2. The horizontal blue and green dashed lines indicate the average participation and employment rates computed over the period January 2010 - December 2019.
Source: Banco Central de Costa Rica.
Costa Rica: Demand, output and prices
1. Contributions to changes in real GDP, actual amount in the first column.
2. Consumer price index excluding food and energy. Source: OECD Economic Outlook 113 database.
The appreciation of the exchange rate to the US dollar in the second half of 2022 (+10% between 2022Q2 and 2022Q4) slowed exports, which nonetheless remained solid for industries operating in the free trade area (medical devices, business services). Headline and core inflation have decreased rapidly from their peaks in August 2022, reaching 2.4% and 3.4%, respectively, in April 2023, due to the reduction in imported commodity prices and the appreciation of the exchange rate. The increase in the price of the basic food basket also continues to slow but remains elevated at 11.2%. One-year ahead household inflation expectations fell to 4.1% in April 2023.
Recent financial tensions originating in the United States have not had a tangible impact on domestic financial conditions. Costa Rica’s banking system appears solid, with banks exceeding the minimum regulatory capital requirements and country risk, as measured by the Emerging Market Bond Index, decreased recently on account of an improved fiscal outlook.

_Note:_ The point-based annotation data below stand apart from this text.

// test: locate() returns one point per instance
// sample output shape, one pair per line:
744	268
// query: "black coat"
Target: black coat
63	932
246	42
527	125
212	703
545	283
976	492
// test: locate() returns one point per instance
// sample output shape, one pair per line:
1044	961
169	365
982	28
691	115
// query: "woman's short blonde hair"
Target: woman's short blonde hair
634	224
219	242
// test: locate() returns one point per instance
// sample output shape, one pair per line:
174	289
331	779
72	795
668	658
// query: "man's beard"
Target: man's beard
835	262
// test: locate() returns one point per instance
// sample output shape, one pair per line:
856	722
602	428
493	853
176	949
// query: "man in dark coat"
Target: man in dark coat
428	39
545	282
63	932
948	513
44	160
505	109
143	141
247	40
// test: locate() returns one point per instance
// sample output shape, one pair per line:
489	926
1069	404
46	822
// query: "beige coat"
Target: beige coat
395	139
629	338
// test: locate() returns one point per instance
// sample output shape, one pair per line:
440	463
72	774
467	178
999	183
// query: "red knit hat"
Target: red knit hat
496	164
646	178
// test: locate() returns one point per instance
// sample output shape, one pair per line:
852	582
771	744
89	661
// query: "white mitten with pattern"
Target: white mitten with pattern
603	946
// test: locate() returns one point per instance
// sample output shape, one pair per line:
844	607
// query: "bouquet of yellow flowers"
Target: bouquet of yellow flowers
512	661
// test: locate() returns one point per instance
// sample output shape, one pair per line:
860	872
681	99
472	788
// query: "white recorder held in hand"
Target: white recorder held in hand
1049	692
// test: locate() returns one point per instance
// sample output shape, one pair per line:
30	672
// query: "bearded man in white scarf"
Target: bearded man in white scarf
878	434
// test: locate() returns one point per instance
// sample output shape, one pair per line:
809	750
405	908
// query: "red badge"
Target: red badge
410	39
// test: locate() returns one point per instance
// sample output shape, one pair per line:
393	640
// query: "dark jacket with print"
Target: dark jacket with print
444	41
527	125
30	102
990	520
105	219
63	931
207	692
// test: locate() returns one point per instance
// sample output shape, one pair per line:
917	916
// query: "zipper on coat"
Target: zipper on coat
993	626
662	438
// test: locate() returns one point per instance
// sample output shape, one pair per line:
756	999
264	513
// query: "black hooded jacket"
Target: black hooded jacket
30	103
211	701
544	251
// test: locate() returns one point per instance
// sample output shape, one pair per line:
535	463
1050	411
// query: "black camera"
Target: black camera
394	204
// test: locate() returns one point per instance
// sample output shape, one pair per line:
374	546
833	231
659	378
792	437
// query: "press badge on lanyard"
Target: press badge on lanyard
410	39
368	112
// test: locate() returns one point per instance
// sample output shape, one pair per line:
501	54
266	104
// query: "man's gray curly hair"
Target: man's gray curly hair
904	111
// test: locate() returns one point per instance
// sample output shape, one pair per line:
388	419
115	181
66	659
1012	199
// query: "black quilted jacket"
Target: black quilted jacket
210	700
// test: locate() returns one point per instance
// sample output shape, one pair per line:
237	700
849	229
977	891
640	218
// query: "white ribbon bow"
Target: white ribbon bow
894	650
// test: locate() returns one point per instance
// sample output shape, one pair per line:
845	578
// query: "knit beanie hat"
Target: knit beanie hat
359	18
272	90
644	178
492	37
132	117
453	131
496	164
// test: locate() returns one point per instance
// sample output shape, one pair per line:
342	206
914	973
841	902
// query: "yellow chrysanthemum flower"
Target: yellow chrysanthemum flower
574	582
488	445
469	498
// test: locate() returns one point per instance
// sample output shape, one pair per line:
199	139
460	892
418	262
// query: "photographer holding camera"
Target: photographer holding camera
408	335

Monetary policy will continue to ease while fiscal policy will remain prudent
Monetary policy is projected to continue to ease, with further policy rate reductions as inflation remains within the 2-4% tolerance band. The policy rate is expected to be cut by 150 basis points between 2023Q2 and the end of 2024. The fiscal stance will remain restrictive as the fiscal rule contains public spending. The central government primary surplus will reach 1.6% of GDP in 2023 and 1.9% of GDP in 2024. The central government deficit will increase to 3.5% of GDP in 2023, from 2.5% of GDP in 2022, as interest rate increases drive up public debt servicing costs, and then fall to 3% of GDP in 2024. Public debt should come down to 64% of GDP by 2024, from a 70% peak in mid-2021.
Growth will slow in 2023 and then recover slowly
Growth will slow to 2.8% in 2023 and edge up to 3.0% in 2024 as global and domestic economic conditions gradually improve. Falling real wages and weaker labour market conditions will hold back household real disposable income in 2023, softening private consumption. Gross fixed capital formation will be held back by high interest rates and the lack of fiscal space in the first half of 2023, and then start recovering. The improvement in the terms of trade will weigh on exports in both 2023 and 2024 but along with contained domestic cost pressures and lower external inflationary pressures will hasten disinflation. A reform of the fiscal rule, reducing its ability to contain public spending, could generate concern about debt sustainability and increase debt servicing costs. On the upside, the renewed efforts to deepen trade integration might strengthen exports.
Continuing structural reforms to boost growth and equity
Persevering with the implementation of structural reforms would strengthen growth and economic resilience and reduce inequalities. Increasing female labour market participation by expanding the coverage of early education and care for children below four years and improving the quality and efficiency of education by providing support to students with learning gaps and increasing the number of science graduates, would support higher growth and equity. Establishing virtual one-stop shops could reduce the high administrative burden when starting a company. To achieve net carbon neutrality by 2050, Costa Rica should maintain its 100% share of electricity produced from renewable sources, reduce emissions in the transport sector by strengthening the public transport network and expand the fleet of zeroemission vehicles.